Published January 20, 2010
Washington's most infamous party crashers pleaded the Fifth Amendment 31 times at a House hearing investigating their entry into a White House State Dinner in November, but what they did say was enough to throw at least one congressman into a froth.
California Republican Rep. Dan Lungren said he had not intended to ask Michele and Tariq Salahi any questions during their testimony Wednesday.
But the California Republican grew enraged when the Salahis read an opening statement to the committee that said they were "strong supporters of men and women in uniform" and applauded the work of the Secret Service.
"For people to make a joke of it is an affront to those individuals," Lungren said. "The Constitution protects fools. The Constitution protects stupidity. The Constitution protects errant thought. Thank God that it does."
The House Homeland Security Committee subpoenaed the couple to explain how they finagled their way in to the dinner in honor of India's prime minister and managed to snap photos of them posing with President Obama and Vice President Biden.
Tareq and Michaele Salahi have made it a hobby of being seen at some of Washington, D.C.'s splashiest events. But asked to speak about the security breach, the couple did as they usually do in the Washington social circuit, they were seen, not heard.
The Salahis claimed shelter under the Fifth Amendment, which protects against self-incrimination, so many times that lawmakers couldn't get answers to the most simple of questions.
"Were you there (at the White House)?" asked Rep. Bill Pascrell, D-N.J., before nearly blowing a gasket when the Salahis pivoted in their seats to ask attorney Stephen Best if they should respond.
"Are you here today? Are you here now? You got to get an answer from him?" Pascrell scolded.

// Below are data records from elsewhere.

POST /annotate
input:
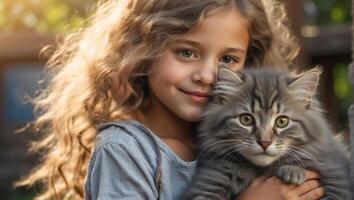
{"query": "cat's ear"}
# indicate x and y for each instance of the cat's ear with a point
(227, 84)
(305, 85)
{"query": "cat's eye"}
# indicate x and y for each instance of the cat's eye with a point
(282, 121)
(246, 119)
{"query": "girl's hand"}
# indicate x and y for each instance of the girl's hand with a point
(273, 188)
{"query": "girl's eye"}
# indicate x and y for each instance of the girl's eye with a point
(246, 119)
(228, 60)
(282, 121)
(186, 53)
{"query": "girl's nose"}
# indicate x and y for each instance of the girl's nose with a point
(206, 73)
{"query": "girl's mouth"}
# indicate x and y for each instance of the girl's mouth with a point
(196, 96)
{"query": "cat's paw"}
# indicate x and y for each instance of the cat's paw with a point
(291, 174)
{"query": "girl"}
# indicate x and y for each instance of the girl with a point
(138, 78)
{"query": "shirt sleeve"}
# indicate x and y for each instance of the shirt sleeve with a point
(115, 173)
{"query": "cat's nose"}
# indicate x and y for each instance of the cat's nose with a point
(264, 144)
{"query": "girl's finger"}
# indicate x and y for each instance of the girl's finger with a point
(313, 194)
(306, 187)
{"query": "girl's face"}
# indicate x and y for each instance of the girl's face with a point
(182, 77)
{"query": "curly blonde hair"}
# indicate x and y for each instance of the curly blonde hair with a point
(98, 74)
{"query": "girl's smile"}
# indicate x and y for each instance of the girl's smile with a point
(196, 96)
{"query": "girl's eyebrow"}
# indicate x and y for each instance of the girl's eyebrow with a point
(199, 45)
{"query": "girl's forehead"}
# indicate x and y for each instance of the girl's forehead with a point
(228, 29)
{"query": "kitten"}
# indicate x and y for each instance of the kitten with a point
(266, 122)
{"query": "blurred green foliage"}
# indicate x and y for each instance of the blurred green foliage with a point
(43, 15)
(343, 91)
(323, 12)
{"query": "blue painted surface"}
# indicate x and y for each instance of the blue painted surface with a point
(21, 80)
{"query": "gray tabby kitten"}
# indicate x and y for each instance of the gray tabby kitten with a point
(266, 122)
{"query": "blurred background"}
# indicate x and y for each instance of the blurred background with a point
(26, 26)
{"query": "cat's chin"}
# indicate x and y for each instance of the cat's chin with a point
(262, 160)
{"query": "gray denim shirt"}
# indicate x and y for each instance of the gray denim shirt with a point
(124, 164)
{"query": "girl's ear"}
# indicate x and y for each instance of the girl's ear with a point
(305, 85)
(226, 85)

Others questions also flew. Were the two on a White House guest list? Were they under contract with Bravo or NBC? How did they get past security?
"Did you attend the dinner as part of a reality TV stunt?" asked House Homeland Security Committee Chairman Bennie Thompson, D-Miss.

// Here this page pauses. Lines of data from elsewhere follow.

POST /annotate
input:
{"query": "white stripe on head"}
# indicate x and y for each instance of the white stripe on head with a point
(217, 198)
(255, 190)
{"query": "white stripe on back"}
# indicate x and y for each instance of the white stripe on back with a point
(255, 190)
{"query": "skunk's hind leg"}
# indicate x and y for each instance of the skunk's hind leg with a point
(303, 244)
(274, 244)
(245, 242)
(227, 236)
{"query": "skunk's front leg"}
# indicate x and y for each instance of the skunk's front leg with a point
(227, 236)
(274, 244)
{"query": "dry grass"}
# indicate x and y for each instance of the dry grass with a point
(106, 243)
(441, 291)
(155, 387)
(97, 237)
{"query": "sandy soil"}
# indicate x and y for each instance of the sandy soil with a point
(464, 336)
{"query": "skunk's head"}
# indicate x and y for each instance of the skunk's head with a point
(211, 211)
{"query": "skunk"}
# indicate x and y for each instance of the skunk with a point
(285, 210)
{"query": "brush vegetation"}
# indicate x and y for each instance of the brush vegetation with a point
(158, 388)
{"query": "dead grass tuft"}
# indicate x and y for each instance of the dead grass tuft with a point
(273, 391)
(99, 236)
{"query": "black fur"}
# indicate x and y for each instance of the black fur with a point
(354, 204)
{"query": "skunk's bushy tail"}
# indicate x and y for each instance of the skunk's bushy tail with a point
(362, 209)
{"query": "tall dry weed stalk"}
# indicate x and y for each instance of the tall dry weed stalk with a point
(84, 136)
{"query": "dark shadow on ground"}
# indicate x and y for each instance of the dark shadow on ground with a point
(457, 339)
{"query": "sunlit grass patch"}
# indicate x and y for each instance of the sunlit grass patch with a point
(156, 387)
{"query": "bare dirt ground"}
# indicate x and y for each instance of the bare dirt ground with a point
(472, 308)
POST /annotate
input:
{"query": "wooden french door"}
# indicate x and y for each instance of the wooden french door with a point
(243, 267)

"On the advice of counsel, I respectfully assert by right to remain silent and decline to answer your question," Tareq Salahi answered repeatedly.
The Salahis reticence so incensed some lawmakers that they refused to even query the witnesses.
"I have no questions," said Rep. Charlie Dent, R-Pa. "It would obviously be a fruitless effort."
"I have no questions of these great Americans," mocked Rep. Emanuel Cleaver, D-Mo., before gathering his papers and walking out of the room.
A phalanx of news photographers and camera operators greeted the Salahis as they entered the hearing room some 20 minutes before the session was scheduled to start. Michaele wore a cream-colored shawl with a skirt, brown ankle boots, a string of pearls and carried a black clutch. Tareq was stuffed into double-breasted dark suit that appeared to be a size too small. He wore a white shirt with a black and blue tie.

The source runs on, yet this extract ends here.